La viruela
Tan pronto Bush declaraba que "el juego ha terminado", el Gobierno español compraba dos millones de vacunas contra la viruela. No son muchas: las justas para proteger a los miembros de las Fuerzas Armadas y "a otros colectivos profesionales expuestos a un ataque biológico". En Alemania, más cautos, se han provisto de 12 millones de dosis, y en Reino Unido, de otros 30 millones. Estados Unidos posee actualmente 150 millones de unidades y para marzo esperan contar con una provisión holgadamente superior al número de sus ciudadanos.
La viruela, declarada erradicada por la Organización Mundial de la Salud en mayo de 1980, regresa como una venganza espectral a manos del Tercer Mundo. Mientras Occidente se ha dotado de armas inoxidables de aniquilación masiva, el subdesarrollo se defiende con virus. Los recursos de Estados Unidos se basan en supercomplejos arsenales de material inerte, mientras los enemigos atrasados se sirven de ínfimos seres con instinto mortífero. A través de las cepas infecciosas regresa la truculenta conciencia de la historia que busca ahogar la soberbia del progreso y reestablecer su democracia de la miseria, la impotencia y el dolor. Tres imperios -el hitita, el inca y el azteca- cayeron uno tras otro a manos de la viruela y desde el emperador Marco Aurelio hasta el rey Luis XV, expiraron bajo un cuerpo minado de pústulas cebadas por 10.000 años de antigüedad.

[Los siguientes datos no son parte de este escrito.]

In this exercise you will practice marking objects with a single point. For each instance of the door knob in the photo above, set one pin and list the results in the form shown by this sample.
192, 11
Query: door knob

Cualquiera de las nuevas granadas que posee el Pentágono aniquilaría a un barrio entero, pero, también, un iraquí tosiendo su infección en un estadio acabaría con montones de espectadores. ¿Estará acabando ya? Porque, ¿quién garantiza que la guerra biológica no se encuentra en marcha? ¿Escalofríos? ¿Dolores de cabeza o de espalda? ¿Náuseas? ¿Vómitos? ¿Fiebre? La erupción no aparece hasta unos días después, pero incluso los primeros síntomas pueden ser imperceptibles hasta dos semanas más tarde de la primera exposición. ¿Quién nos dice, por tanto, que, víctimas de la "guerra preventiva", no estemos contaminados al día de hoy? Contra el indicio del ataque cabe la defensa. Pero, en la sinrazón, enloquecida la ecuación humana, ¿quién puede prevenirse de la prevención?